Security researchers have discovered another ransomware group using virtual machines (VMs) to slip past defensive tools on target devices. While effective in hiding ransomware activity, this tactic is more complex than a traditional ransomware attack and may hamper the attackers' efforts.

The trend emerged last year, when Sophos researchers found Ragnar Locker ransomware was being deployed as a full VM on each targeted device to hide the ransomware from view. A few months later, the Maze ransomware group was spotted using the same technique, albeit with some differences. Ragnar Locker was deployed inside an Oracle VirtualBox Windows XP VM, for example, while the Maze-delivered VM was running Windows 7.

Now Symantec researchers have found another group using VMs to run ransomware payloads on compromised machines. In this case, the attackers had installed a VirtualBox VM on some infected computers, and the VM they used appeared to be running Windows 7, they report.

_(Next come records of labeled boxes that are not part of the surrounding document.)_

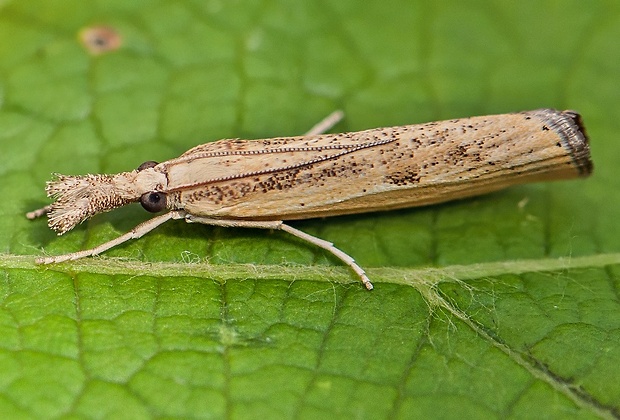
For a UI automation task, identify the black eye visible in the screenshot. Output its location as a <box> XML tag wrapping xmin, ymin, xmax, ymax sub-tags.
<box><xmin>140</xmin><ymin>191</ymin><xmax>166</xmax><ymax>213</ymax></box>
<box><xmin>138</xmin><ymin>160</ymin><xmax>159</xmax><ymax>172</ymax></box>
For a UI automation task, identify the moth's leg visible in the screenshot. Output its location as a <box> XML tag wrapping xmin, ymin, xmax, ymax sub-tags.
<box><xmin>306</xmin><ymin>110</ymin><xmax>344</xmax><ymax>136</ymax></box>
<box><xmin>36</xmin><ymin>211</ymin><xmax>185</xmax><ymax>264</ymax></box>
<box><xmin>185</xmin><ymin>214</ymin><xmax>373</xmax><ymax>290</ymax></box>
<box><xmin>26</xmin><ymin>204</ymin><xmax>52</xmax><ymax>220</ymax></box>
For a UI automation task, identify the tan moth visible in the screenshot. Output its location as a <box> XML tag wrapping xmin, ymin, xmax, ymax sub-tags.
<box><xmin>27</xmin><ymin>109</ymin><xmax>592</xmax><ymax>290</ymax></box>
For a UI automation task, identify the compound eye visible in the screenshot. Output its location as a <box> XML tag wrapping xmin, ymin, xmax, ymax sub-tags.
<box><xmin>140</xmin><ymin>191</ymin><xmax>166</xmax><ymax>213</ymax></box>
<box><xmin>138</xmin><ymin>160</ymin><xmax>159</xmax><ymax>172</ymax></box>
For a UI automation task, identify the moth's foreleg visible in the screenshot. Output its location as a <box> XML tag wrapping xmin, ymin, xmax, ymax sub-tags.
<box><xmin>36</xmin><ymin>211</ymin><xmax>185</xmax><ymax>264</ymax></box>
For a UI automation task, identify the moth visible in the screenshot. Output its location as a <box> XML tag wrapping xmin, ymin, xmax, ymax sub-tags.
<box><xmin>27</xmin><ymin>109</ymin><xmax>592</xmax><ymax>290</ymax></box>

While the payload running in the VM was not identified, there are "reasonably strong indicators" that it's Conti: A username and password combination used in the attack had been previously linked to older Conti activity in April. However, on the same computer that the VM was deployed, Symantec also saw Mount Locker ransomware being deployed.

This was strange, they say, as the purpose of running a payload in a VM is to evade detection. It didn't make sense to also deploy it on the host machine. Researchers hypothesize the attacker could be an affiliate with access to both Conti and Mount Locker. They may have tried to run a payload on a VM, and when that didn't work, they chose to run Mount Locker on the host.

The primary goal with this tactic is to evade detection by hiding the attack in a VM so the encryption process flies under the radar. Attackers map file shares on the network from inside the VM and encrypt them, rather than running the ransomware natively on the machine.

While more subtle, this technique is more difficult for the attackers to pull off, notes Dick O'Brien, principal editor for the Symantec Threat Hunter team.

"It's adding another degree of complexity," he says of the use of VMs. "You have to set up the virtual machine so that it has permissions to encrypt files, or access files, on the host computer." 

In this case, the Symantec team suspects the attackers didn't get it exactly right.

Stealth, But Complicated
When Sophos first detected Ragnar Locker using VMs, the researchers expected it to be a growing trend. A virtual machine is legitimate software, so it shouldn't raise any red flags on traditional antivirus tools and let attackers operate unnoticed. But months went by before they spotted Maze using the technique in September 2020.

"The challenges are immense on the criminal side," says Chet Wisniewski, principal research scientist at Sophos, of why he thinks the use of VMs in ransomware attacks is still uncommon. It's a complicated – and slow – way to launch a ransomware attack.

A virtual machine is "a big file – it's something that can be noticed and detected," and it would likely be blocked by existing security mechanisms, he notes. It's not something a business would expect to have downloaded through its firewalls or for IT to permit in its environment.

Further, he adds, most servers attackers are targeting already are virtualized. This means they're running a VM inside a VM, which isn't the most reliable strategy when locking up someone's files. Big-game groups after multimillion-dollar ransoms have a pattern, he says. They break in, stay silent, find the sensitive data they plan to encrypt, and trigger an attack within seven to 10 days. Usually this starts in the evening or on a Friday, so they have more time to encrypt the files.

"If you start doing this from a virtual machine, you're amplifying the amount of time it's going to take – another negative for criminals for this tactic," Wisniewski adds. Because VMs are slower and it's a mapped network drive, it's "significantly slower" than doing the encryption operation natively on the computer itself.

He notes that attackers who use this technique will only do so if it makes sense for a specific victim. Legacy environments are especially vulnerable here. If a group with admin credentials breaks in and notices a business is running legacy antivirus managed locally, they can turn it off. If it's cloud-based and there's no multifactor authentication, they can turn it off there, too.

"Once they break into each victim, they're reacting to what's around them," he says. 

Legacy environments are less likely to have security tools that react to a technique like this one. A reason this tactic is still rare is it will only work in scenarios where it can work around the security tools in place.

How Businesses Can Respond
Organizations aware of this technique are advised to take steps to defend against attackers.

"I think awareness is really key in terms of knowing how they get into your organization and how they get across your network, in terms of obtaining credentials and moving laterally," says O'Brien, who urges businesses to regularly change their credentials and limit users to activity they're meant to be doing. If someone has no reason to create a VM, block them from doing it.

"Be a bit more rigid in terms of the policies you apply," he adds.

In general, it's not a bad idea to block these applications from being used where they shouldn't be used, Wisniewski says. He refers to VirtualBox, which is commonly used in these attacks, as something that should both be blocked from running in your environment or detected when it's installed or downloaded somewhere unusual. 

"That should never happen on a server," he says. It may run on a workstation, but virtualization software wouldn't normally run on a server.

The same ransomware defense advice still applies here, he notes. Where it pivots is in detecting the virtualization process and ensuring servers have security software installed rather than expecting endpoint protection tools will protect them from these kinds of attacks.